Gonzales v. Shotgun Creek Las Vegas, L.L.C.
This text of 577 F. App'x 709 (Gonzales v. Shotgun Creek Las Vegas, L.L.C.) is published on Counsel Stack Legal Research, covering Court of Appeals for the Ninth Circuit primary law. Counsel Stack provides free access to over 12 million legal documents including statutes, case law, regulations, and constitutions.
Opinion
MEMORANDUM
Tom Gonzales (“Gonzales”) appeals the district court’s decisions: (1) granting summary judgment to Specialty Trust, Inc., Specialty Mortgage Corp., Specialty Strategic Financing Fund, L.P. (collectively “Specialty Defendants” 1), and Wells Fargo Bank, N.A. (“Wells Fargo”), finding that the parties to the settlement agreement (“Agreement”) did not intend that the Parcel A Transfer Fee constitute a lien on Parcel A; (2) granting summary judgment to Desert Land, L.L.C. (“Desert Land”), Desert Oasis Apartments, L.L.C., and Desert Oasis Investments, L.L.C. (“Desert Investments”) (collectively “Desert Entities”), finding that the FLT Option Transactions2 did not give rise to the obligation to pay the Parcel A Transfer Fee; and (3) denying Gonzales’s motion for a preliminary injunction, finding that he did not show a likelihood of irreparable harm. We have jurisdiction pursuant to 28 U.S.C. §§ 1291 and 1292(a)(1), and we affirm the district court’s decisions.
I
Under Nevada law, when, as in this case, it is claimed that a lien arises out of an express contract, the parties’ intent to create the lien must be clearly indicated on the face of the agreement. Union Indem. Co. v. A.D. Drumm, Jr., Inc., 57 Nev. 242, 70 P.2d 767, 768 (1937) (per curiam). Because the Agreement’s § 1.1(b) provides that the Parcel A Transfer Fee is not a mortgage, deed of trust, or other lien on Parcel A, the district court correctly concluded that the parties to the Agreement did not intend that this transfer fee be a lien on Parcel A. Similarly, the district court also correctly concluded that the Parcel A Transfer Fee was not a preemptive property right as the Agreement contains no language suggesting that the transfer fee was anything but a right to receive a certain sum of money in the event of a Parcel A Transfer.3
II
Under the terms of the Agreement, the obligation to pay the Parcel A Transfer Fee arises only upon the occurrence of a Parcel A Transfer, defined as:
either: (a) the sale, transfer or other conveyance of any legal or beneficial interest in the entity or entities that own Parcel A (a “Parcel A Equity Transfer”); [711]*711or (b) the sale, transfer or other conveyance of all or any part of Parcel A, other than (i) a Parcel A Mortgage or (ii) sales, transfers or other conveyances of purchases for easements or to realign property lines, or condemnations involving less than 5% of the gross Parcel A land area.

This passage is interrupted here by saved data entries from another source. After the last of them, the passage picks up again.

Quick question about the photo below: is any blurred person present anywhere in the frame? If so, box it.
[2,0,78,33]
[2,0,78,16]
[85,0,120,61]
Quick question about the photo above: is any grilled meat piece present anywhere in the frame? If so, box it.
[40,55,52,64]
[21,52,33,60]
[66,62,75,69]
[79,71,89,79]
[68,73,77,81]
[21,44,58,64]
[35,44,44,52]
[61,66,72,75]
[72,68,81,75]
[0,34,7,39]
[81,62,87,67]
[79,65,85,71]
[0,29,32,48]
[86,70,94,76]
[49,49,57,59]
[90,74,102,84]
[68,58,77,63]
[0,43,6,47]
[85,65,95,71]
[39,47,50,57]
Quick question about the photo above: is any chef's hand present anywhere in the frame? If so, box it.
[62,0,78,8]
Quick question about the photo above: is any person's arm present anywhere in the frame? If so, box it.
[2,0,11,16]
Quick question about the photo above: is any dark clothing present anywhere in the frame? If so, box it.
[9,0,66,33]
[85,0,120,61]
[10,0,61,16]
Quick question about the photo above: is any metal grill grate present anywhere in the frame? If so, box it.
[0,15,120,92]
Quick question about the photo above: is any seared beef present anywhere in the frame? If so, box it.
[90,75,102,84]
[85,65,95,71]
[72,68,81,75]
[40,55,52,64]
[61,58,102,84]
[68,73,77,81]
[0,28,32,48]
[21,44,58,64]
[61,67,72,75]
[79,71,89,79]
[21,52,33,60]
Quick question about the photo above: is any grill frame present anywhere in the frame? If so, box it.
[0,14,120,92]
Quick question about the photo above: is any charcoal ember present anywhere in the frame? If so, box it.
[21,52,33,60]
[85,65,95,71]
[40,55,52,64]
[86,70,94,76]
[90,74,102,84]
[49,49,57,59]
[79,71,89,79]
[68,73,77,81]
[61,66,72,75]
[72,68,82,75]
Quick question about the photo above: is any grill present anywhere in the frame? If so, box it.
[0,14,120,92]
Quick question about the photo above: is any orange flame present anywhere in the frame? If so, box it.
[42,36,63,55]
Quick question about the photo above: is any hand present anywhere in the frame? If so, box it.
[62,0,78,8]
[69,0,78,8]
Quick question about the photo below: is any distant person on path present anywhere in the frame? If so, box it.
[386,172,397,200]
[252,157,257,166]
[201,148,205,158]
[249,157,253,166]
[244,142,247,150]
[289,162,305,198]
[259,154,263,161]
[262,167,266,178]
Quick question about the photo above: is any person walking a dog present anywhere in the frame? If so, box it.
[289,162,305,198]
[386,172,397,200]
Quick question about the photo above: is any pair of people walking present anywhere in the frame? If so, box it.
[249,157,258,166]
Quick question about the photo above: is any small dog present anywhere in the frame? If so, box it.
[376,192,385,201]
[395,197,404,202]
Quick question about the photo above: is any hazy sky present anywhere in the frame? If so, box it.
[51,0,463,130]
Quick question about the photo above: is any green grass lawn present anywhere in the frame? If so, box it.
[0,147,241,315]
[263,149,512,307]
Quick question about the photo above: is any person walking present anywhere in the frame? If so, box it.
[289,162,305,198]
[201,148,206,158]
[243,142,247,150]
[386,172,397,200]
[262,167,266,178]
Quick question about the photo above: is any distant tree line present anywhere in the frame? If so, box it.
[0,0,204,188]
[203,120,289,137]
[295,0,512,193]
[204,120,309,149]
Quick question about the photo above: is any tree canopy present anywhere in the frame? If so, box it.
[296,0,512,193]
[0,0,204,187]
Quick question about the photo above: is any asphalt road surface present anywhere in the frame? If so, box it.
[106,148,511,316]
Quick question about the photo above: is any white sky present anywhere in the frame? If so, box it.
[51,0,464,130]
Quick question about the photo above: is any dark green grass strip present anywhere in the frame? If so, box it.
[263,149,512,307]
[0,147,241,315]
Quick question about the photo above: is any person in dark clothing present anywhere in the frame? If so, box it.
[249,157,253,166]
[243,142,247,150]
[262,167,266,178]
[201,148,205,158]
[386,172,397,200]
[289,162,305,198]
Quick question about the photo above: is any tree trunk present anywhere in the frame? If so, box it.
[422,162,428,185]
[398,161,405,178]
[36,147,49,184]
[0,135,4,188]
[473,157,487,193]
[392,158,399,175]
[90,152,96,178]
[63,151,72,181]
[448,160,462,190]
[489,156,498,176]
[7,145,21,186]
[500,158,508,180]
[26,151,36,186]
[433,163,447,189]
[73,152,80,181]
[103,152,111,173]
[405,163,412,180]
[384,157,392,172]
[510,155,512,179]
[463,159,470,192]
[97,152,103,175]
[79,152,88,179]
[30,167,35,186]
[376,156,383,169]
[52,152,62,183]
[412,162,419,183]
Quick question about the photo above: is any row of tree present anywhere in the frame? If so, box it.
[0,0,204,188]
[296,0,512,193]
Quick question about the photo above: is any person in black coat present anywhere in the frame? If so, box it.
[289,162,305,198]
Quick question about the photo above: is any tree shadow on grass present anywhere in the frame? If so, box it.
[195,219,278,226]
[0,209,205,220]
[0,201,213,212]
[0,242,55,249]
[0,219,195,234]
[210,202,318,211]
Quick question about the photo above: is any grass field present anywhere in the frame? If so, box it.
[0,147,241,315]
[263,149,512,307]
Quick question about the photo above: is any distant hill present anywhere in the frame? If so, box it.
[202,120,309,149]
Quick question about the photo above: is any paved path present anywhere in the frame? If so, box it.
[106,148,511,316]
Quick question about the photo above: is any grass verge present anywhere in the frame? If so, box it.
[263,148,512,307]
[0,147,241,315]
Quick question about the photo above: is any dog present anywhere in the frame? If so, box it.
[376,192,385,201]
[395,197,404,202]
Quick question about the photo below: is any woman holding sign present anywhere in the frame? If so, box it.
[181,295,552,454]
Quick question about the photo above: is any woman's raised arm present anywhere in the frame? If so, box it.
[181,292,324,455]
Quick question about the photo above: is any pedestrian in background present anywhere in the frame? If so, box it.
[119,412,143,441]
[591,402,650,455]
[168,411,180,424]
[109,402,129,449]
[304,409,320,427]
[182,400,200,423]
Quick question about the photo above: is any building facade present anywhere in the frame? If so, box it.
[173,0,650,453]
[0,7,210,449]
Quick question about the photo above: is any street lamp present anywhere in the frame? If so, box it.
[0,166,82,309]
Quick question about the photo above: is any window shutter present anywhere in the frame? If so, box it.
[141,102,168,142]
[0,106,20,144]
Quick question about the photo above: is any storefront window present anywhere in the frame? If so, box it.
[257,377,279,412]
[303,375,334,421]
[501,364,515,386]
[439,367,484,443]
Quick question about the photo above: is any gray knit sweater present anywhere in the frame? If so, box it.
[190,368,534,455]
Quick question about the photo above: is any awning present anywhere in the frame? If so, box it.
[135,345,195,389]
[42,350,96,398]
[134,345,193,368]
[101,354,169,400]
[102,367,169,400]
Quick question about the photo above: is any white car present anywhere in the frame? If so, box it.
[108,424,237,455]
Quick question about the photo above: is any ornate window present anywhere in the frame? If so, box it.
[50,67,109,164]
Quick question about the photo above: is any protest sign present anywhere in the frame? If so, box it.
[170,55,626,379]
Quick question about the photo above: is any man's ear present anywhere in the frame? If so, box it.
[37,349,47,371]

The FLT Option Transactions do not constitute a Parcel A Transfer because Desert Land’s conveyance of the FLT Option to Desert Investments was neither a Parcel A Equity Transfer nor a “sale, transfer or other conveyance of all or any part of Parcel A.” Nor was Desert Investments’ subsequent exercise of the Option a qualifying transfer of Parcel A, such that it gave rise to the obligation to pay the Parcel A Transfer Fee. Accordingly, the district court correctly determined that the FLT Option Transactions did not trigger the obligation to pay the Parcel A Transfer Fee.4
Ill
The district court denied Gonzales’s motion for a preliminary injunction, concluding that he had not shown a likelihood of irreparable harm. Even assuming that Gonzales had shown a likelihood of irreparable harm, he has not demonstrated the requisite likelihood of success on the merits. See Alliance for the Wild Rockies v. Cottrell, 632 F.3d 1127, 1133 (9th Cir.2011). Indeed, his claim that the Parcel A Transfer Fee was due was premised solely on the FLT Option Transactions. As explained in Section II, however, these transactions did not trigger the obligation to pay the Parcel A Transfer Fee to Gonzales because they did not constitute a Parcel A Transfer, as defined by the Agreement.
AFFIRMED.
This disposition is not appropriate for publication and is not precedent except as provided by 9 th Cir. R. 36-3.